How to factor a rotation fixing the origin into 2 reflects with quaternion?

Question

In $\mathbb R^4$ a reflect in a hyperplane through the origin $O$ is, $\forall q \in \mathbb R^4$ $$q \mapsto -u\overline{q}u$$ , where $u$ is a unit quaternion.

In $\mathbb R^3$ a rotation fixing the origin $O$ is $$p \mapsto x^{-1}px$$ , where $p$ is a pure quaternion, and $x$ is a unit quaternion.

Since a rotation is equivalent to 2 reflects chained up, given unit quaternion $u$ for a rotation $p \mapsto u^{-1}pu$, I'm trying to find unit quaternions $x$, $y$ so that the rotation can be decomposed to two reflects, first via $x$, then via $y$, i.e.

$$p \mapsto -x\overline{p}x \mapsto -y \overline{-x\overline{p}x} y = yx^{-1}px^{-1}y$$

Let this equals to $u^{-1}pu$ we get

$$x^{-1}y=u, \qquad yx^{-1}=u^{-1}$$

Please enlighten me how to find such a pair of $x$ and $y$ ?

Answer 1

In 2D the rotation by an angle of $\theta$ is achieved by reflecting across two lines (intersecting at the center of rotation) separated by an angle of $\frac{1}{2}\theta$. (The order in which you do the reflections determines the orientation of the rotation.) This generalizes to 3D with two planes intersecting at the axis of rotation with a dihedral angle of $\frac{1}{2}\theta$, and it generalizes to any number of dimensions with hyperplanes (i.e. codimension $1$ subspaces) intersecting at the orthogonal complement of a 2D plane of rotation.

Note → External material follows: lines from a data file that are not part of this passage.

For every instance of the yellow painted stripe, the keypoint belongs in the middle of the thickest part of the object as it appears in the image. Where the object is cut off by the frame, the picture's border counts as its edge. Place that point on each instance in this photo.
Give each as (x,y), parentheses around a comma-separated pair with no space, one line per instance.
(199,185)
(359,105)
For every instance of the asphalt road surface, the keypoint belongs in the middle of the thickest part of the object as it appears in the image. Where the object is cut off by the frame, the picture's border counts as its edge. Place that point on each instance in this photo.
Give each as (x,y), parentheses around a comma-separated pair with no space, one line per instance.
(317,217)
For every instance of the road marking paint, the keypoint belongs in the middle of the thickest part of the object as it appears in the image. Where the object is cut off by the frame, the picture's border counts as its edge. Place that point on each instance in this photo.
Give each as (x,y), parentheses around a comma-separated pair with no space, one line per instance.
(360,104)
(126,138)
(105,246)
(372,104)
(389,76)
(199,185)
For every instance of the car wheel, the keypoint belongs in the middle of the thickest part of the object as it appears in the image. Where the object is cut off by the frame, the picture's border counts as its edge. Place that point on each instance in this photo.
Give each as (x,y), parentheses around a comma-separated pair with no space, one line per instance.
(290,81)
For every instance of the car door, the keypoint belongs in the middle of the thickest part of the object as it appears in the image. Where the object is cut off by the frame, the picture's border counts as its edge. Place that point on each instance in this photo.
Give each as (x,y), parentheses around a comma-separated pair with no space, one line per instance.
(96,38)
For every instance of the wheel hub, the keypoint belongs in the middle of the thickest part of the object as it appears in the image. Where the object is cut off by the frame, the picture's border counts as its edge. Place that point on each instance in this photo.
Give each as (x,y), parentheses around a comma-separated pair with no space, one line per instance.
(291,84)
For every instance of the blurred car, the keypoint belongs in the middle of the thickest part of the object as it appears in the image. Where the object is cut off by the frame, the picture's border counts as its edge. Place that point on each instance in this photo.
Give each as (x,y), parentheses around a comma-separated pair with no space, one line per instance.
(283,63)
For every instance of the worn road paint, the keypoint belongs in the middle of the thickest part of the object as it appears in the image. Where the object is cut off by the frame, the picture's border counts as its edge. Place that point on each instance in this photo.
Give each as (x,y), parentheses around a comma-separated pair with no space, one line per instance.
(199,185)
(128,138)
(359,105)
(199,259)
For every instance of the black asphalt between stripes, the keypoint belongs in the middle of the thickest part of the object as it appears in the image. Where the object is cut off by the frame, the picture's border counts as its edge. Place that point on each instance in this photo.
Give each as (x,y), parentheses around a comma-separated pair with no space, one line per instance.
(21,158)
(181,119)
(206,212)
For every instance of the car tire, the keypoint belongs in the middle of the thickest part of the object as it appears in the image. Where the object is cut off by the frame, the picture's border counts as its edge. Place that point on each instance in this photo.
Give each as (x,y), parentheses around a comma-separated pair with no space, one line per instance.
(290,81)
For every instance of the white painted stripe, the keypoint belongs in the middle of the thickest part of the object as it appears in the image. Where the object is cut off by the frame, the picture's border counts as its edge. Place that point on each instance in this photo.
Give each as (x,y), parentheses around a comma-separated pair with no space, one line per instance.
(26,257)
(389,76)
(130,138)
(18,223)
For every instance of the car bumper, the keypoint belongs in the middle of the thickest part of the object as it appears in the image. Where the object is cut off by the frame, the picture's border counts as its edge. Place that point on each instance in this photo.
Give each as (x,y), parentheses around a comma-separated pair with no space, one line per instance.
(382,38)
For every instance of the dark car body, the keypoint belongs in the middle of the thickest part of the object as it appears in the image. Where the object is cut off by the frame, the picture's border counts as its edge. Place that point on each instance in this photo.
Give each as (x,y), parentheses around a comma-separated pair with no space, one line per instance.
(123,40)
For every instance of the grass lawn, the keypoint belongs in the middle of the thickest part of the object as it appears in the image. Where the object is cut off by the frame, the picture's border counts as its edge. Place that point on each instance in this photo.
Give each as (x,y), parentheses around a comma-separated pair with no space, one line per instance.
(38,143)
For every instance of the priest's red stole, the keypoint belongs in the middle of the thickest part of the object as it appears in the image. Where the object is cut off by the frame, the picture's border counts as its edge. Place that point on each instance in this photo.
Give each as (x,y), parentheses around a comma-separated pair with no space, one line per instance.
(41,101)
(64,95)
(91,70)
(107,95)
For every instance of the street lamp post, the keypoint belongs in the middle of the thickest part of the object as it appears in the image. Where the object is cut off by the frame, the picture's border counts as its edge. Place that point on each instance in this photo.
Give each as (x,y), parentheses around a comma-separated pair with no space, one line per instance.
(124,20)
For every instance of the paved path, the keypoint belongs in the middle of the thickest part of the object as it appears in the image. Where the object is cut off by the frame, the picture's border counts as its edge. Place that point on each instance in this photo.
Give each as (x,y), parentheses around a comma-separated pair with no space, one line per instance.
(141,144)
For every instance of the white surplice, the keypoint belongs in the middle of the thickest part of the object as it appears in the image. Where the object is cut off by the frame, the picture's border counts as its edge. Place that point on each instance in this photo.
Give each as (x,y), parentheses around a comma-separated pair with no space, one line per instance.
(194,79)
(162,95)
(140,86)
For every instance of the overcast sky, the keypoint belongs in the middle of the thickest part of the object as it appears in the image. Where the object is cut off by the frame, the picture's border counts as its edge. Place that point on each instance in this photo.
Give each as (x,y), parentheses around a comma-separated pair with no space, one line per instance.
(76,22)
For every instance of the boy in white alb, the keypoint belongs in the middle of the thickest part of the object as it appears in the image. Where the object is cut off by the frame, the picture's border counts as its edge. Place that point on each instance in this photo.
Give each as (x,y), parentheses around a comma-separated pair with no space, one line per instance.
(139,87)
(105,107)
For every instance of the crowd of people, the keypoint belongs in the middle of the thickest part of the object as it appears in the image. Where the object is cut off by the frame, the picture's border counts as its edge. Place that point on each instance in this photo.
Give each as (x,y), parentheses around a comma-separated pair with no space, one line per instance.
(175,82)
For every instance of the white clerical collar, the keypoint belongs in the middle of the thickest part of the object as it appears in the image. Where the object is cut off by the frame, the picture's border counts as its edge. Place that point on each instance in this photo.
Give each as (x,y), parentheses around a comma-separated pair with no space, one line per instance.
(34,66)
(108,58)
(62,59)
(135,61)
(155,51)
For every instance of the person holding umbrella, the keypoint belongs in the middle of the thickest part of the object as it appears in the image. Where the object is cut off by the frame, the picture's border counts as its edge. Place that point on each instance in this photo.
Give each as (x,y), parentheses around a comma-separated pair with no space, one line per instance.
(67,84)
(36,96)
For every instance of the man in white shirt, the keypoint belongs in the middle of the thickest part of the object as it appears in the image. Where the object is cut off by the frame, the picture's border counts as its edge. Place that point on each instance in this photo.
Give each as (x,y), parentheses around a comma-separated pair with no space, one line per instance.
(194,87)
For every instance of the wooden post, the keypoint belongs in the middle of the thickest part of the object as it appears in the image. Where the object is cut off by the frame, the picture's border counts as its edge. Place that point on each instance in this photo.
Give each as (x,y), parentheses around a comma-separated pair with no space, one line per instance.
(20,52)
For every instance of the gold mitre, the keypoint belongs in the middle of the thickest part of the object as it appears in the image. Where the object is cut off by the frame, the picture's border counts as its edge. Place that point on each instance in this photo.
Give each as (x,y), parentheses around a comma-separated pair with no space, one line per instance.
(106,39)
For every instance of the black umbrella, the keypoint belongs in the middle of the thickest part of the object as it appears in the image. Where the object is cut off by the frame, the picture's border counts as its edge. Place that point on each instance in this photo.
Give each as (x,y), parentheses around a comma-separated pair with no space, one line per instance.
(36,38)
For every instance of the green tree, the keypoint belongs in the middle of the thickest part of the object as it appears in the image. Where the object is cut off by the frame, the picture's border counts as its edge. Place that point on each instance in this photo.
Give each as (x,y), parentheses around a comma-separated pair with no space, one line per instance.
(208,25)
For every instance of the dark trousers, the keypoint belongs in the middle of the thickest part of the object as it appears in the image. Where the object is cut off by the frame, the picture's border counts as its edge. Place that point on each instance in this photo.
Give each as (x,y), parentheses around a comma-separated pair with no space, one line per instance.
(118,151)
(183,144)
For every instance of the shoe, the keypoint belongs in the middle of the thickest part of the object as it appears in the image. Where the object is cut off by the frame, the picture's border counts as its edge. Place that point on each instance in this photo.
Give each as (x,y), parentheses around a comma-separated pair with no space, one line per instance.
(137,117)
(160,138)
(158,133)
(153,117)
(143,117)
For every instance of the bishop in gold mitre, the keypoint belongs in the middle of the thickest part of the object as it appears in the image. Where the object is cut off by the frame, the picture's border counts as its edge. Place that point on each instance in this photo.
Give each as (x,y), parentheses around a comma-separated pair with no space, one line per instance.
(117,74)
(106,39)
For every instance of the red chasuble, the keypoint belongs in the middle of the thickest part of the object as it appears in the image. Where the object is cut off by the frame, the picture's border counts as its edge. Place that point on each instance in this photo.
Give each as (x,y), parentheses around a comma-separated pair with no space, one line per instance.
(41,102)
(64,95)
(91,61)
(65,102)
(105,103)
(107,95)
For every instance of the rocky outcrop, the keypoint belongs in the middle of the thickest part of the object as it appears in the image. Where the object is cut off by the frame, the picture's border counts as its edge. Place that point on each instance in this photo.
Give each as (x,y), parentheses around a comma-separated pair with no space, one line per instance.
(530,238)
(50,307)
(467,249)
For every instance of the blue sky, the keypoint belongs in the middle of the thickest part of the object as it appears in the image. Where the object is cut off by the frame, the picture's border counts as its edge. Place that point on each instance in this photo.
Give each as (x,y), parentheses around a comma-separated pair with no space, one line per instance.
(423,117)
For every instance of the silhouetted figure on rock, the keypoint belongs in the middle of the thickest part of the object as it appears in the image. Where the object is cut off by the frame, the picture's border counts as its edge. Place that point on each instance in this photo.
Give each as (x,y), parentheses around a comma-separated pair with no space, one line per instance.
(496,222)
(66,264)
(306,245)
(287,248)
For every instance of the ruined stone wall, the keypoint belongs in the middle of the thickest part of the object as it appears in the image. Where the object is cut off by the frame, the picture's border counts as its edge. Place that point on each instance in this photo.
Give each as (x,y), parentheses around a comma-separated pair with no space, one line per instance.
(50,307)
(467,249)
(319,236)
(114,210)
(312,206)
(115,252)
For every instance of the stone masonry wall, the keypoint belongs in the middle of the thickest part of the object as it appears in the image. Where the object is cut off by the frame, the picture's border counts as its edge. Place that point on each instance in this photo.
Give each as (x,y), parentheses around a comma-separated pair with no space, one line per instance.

Every unit quaternion, aka versor, has a polar form $e^{\theta\mathbf{u}}$ with $\mathbf{u}\in S^2\subset\mathbb{R}^3$ and $0\le\theta\le\pi$ is convex, which is unique except for real versors $\pm1$ (corresponding to $\theta=0,\pi$ respectively and with $\mathbf{u}\in S^2$ arbitrary), and by Euler equals $\cos(\theta)+\sin(\theta)\mathbf{u}$. (Note the square roots of $-1$ in the quaternions are precisely the unit vectors.) Conjugating a 3D vector by $e^{\theta\mathbf{u}}$ has the effect of rotating it around the $\mathbf{u}$-axis by $2\theta$. To see this, describe everything wrt an orthonormal basis $\{1,\mathbf{u},\mathbf{v},\mathbf{w}\}$.

When $p$ is a versor we can show $x\mapsto -p\overline{x}p$ is a reflection across the 3D hyperplane perpendicular to $p$. (We can get this formula by seeing $-\overline{x}$ works for $p=1$ and then conjugating this map by either left- or right-multiplication by $p$.) So to rotate 3D space around an axis $\mathbf{u}$ by an angle $\theta$, we can pick two vectors $\mathbf{v}$ and $\mathbf{w}$ which are orthogonal to $\mathbf{u}$ but at an (correctly oriented) angle of $\frac{1}{2}\theta$ to each other, then reflect across $\mathbf{u}^\perp$ followed by reflecting across $\mathbf{v}^\perp$.